In the New York story, Soon-Yi Previn is portrayed as someone sadly embittered by early-childhood trauma; she had already endured incredible hardship when she was adopted by Farrow at the age of 6. (Born in Seoul, South Korea, into extreme poverty, she ran away from home and was living on the street by age 5.) Allen, who is now 82, comes off like an embittered and, in Merkin’s own description, “oblivious” old man diminished by his highly publicized ordeal with the Farrows and befuddled by a world changing rapidly around him. The piece feels pulpy, slight, and journalistically flimsy, perhaps at its most infuriating calling into question Ronan Farrow’s paternity. It’s a cheap personal shot at a man whose work, by contrast, has a sense of rigor and purpose that Merkin’s piece sorely lacks. It’s petty.

We live in a society that too often takes its cues from celebrities who by definition live exceptional, unrelatable, and quite often troubled lives. The stories of Soon-Yi Previn, Woody Allen, and Mia Farrow are so melodramatic and bizarre that they should have no bearing on how the more ordinary majority of us live or think. Whether or not Woody Allen molested Mia Farrow’s adopted daughter, while he was indeed having a sexual relationship with a different adopted daughter who is 35 years younger than him, should have nothing to do with whether we believe other survivors of molestation or sexual misconduct, whether we believe the women in our lives, whether we think “the #MeToo movement has gone too far.” And yet, one of the unfortunate aspects of our culture is that plenty of people will do just that.

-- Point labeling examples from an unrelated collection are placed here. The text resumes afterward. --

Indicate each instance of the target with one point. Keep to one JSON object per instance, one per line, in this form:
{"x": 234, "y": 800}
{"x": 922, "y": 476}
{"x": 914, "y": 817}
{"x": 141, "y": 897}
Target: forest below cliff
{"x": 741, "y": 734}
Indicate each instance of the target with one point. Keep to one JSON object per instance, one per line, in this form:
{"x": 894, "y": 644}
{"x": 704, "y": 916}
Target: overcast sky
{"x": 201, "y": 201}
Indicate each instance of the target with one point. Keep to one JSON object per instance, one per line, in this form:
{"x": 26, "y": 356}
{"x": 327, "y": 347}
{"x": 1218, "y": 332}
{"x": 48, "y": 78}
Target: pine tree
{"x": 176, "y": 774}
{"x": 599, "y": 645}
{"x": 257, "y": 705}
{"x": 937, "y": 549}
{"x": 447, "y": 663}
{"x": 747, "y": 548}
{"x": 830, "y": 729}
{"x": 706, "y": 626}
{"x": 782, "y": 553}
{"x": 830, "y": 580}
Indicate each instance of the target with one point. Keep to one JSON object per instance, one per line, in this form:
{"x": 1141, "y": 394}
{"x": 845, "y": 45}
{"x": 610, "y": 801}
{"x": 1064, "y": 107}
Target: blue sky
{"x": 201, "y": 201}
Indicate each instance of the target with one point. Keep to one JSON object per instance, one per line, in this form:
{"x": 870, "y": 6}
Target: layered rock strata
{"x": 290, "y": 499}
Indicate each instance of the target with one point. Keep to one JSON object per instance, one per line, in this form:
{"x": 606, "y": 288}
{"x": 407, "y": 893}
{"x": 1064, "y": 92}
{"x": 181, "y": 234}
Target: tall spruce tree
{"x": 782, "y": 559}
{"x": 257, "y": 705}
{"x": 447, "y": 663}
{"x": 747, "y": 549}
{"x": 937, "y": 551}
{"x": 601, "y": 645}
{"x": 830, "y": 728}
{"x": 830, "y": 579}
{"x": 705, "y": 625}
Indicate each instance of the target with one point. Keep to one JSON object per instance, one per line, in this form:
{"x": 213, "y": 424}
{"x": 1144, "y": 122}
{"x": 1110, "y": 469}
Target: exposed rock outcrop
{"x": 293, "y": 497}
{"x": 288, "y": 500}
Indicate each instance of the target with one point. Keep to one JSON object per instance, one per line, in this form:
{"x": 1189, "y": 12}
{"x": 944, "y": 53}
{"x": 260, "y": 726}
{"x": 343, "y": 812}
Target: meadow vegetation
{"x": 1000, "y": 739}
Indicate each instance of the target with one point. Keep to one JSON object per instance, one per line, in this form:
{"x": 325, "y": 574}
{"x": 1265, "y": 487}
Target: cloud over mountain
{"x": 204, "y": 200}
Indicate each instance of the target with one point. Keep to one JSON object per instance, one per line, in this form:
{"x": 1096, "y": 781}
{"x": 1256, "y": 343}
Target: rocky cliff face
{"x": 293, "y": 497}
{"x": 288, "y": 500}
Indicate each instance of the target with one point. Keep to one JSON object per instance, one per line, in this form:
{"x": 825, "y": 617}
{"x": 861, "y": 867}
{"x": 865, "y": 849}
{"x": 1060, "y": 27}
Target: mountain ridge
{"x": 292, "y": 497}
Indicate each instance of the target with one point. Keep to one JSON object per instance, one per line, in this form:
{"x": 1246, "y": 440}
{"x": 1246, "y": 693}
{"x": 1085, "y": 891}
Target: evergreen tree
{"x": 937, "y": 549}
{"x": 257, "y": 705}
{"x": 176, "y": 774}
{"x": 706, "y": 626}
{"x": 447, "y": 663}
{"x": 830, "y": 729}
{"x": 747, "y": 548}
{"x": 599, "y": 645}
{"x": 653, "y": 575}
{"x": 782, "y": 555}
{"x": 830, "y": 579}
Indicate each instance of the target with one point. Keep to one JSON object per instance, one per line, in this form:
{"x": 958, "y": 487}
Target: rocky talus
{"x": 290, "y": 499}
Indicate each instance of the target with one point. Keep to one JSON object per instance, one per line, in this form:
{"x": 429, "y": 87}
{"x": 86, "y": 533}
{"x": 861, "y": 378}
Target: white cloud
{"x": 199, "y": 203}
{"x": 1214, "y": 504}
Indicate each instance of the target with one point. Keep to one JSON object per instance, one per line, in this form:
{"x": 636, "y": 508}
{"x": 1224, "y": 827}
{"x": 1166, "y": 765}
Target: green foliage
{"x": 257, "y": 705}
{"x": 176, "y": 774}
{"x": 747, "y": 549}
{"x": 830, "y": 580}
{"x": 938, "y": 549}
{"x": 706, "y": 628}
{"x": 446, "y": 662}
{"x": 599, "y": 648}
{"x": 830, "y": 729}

Art hits us on a gut level, and Allen’s films have informed how plenty of people, men and women alike, see the world around them.

I, too, was once a fan of Allen’s films, and I have not been able to bring myself to rewatch any of them in the #MeToo era. It’s not that he suddenly changed — his relationship with Soon-Yi and Dylan Farrow’s accounts have been public knowledge since 1992. Maybe it’s just that so many of the rest of us have, and with the help of allies like Ronan Farrow, the culture has given crisper lenses to more clearly see what was always there. “What I find most ethically troubling about Mr. Allen’s work at present is the extent to which I and so many of my colleagues have ignored or minimized its uglier aspects,” New York Times film critic A.O. Scott wrote earlier this year in an op-ed about revisiting the movies of his once and now former cinematic hero. “A sensibility that seemed sweet, skeptical and self-scrutinizing may have been cruel, cynical and self-justifying all along.”

He goes on, “The Woody Allen figure in a Woody Allen movie is almost always in transit from one woman to another, impelled by a dialectic of enchantment, disappointment and reawakened desire. The rejected women appear shrewish, needy, shallow or boring. Their replacements, at least temporarily, are earnest, sensuous, generous and, more often than not, younger and less worldly than their predecessors. For a very long time, this was taken not as a self-serving fantasy but as a token of honesty, or freedom from sentimental conceptions of domestic love.”

It is precisely this reason — not from any devious mass-cultural brainwashing by the Farrow family — that I can no longer watch a movie like Manhattan, in which Allen’s middle-aged autobiographical protagonist is dating a teenage girl. Art doesn’t necessarily change, but people, blessedly, do. As life tends to go, I am growing older, not younger, closer in age to those “shrewish” Woody Allen women than the ingenues, and I don’t find the story of the man who leaves his wife for a girl the age of his daughter to be particularly interesting, deep, or alternative to the mainstream.

A benefit of the #MeToo movement is that it has made space for new narratives, different voices, and a long overdue reimagining of how power is structured in our culture. We walk back that work and reassert the primacy of the lazy old stories at our own peril — to say nothing of our own collective cultural boredom.